Figure 5. Local injection of Fe(Salen) nanoparticles generates heat upon exposure to an AMF; induced anti-cancer effect in a mouse tongue cancer model.

(a) Changes in temperature with AMF exposure. Either Fe(Salen) nanoparticles or saline were injected into the tumor in mice, followed by exposure to an AMF. Note that the local temperature was increased to a greater degree with Fe(Salen) in a time-dependent manner. (b) Effect of Fe(Salen) nanoparticle injection and AMF exposure on tumor size. The graph showed the time course of tumor volume changes. Fe(Salen) inhibited tumor growth, and AMF exposure of Fe(Salen)-injected animals further inhibited the tumor growth. Mean tumor volume (mm³) of each group is also shown. Control (cont), intratumoral injection of Fe(Salen) nanoparticles (injection), AMF exposure alone (AMF), and intratumor injection of Fe(Salen) nanoparticles and AMF exposure (injection and AMF). (n = 6, ^*p < 0.05, ^**p < 0.01, ^***p < 0.001). (c) Representative photo of tumors in each group. (d) Effect of Fe(Salen) nanoparticle injection and AMP exposure on tumor size, determined from IVIS images. Representative IVIS images of mouse tumors (left) and luminescence intensity in each group (right) are shown. (e) Representative photos of tumor tissues from each group. HE staining (upper) and Fe staining (lower) are shown. Calibration bar: 2 mm. (f) Expression of Ki67-positive cells (left) and HSP70-positive cells (right).

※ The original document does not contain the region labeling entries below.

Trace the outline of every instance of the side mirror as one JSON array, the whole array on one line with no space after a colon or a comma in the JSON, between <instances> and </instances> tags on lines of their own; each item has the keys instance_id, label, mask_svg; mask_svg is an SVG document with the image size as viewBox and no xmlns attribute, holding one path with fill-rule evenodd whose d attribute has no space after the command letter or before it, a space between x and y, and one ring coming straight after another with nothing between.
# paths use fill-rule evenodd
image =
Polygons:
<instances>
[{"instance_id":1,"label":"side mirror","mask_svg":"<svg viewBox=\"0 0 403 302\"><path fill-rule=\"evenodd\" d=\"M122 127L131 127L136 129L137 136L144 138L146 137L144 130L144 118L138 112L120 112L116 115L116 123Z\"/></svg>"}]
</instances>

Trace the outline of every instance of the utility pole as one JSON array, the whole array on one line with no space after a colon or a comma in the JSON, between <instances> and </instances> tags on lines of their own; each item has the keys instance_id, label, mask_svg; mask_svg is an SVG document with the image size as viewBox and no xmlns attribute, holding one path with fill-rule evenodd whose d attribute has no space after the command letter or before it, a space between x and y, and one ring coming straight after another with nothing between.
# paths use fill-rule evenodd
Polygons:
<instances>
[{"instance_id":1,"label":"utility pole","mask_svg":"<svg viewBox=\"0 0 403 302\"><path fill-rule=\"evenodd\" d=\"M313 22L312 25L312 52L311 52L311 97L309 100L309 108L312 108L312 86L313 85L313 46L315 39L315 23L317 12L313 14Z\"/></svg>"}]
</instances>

Figure 6. Anti-cancer effect of Fe(Salen) nanoparticles with magnet application and AMF exposure in rabbits.

(a) Representative photos of rabbit tongue tumors in each group before (upper) and after (lower) treatment. Mean tumor volume value (mm³) of each group is also shown. Control (cont), intravenous injection of Fe(Salen) nanoparticles (i.v.), Fe(Salen) nanoparticle injection and electromagnet application (i.v. + DDS), and Fe(Salen) nanoparticle injection, electromagnet application, and AMF exposure (i.v. + DDS + AMF). (b) Changes in tumor volume ratio for 7 days. (n = 6, ^*p < 0.05, ^**p < 0.01, ^***p < 0.001). (c) Comparison of tumor volume ratios at day 7 (n = 6, ^*p < 0.05, ^**p < 0.01,^***p < 0.001). (d) Representative histological photo by HE staining at day 7 (upper). Broken lines indicate tumor areas. Calibration bar: 2 mm. Quantification of necrotic area by HE staining (lower) (n = 4, ^***p < 0.001). (e) Representative pictures of tongue tumors after Ki67 staining (upper). Calibration bar: 20 μm. Quantification of necrosis by Ki67 staining in rabbit tongue tumors (lower) (n = 4, ^**p < 0.01, ^***p < 0.001).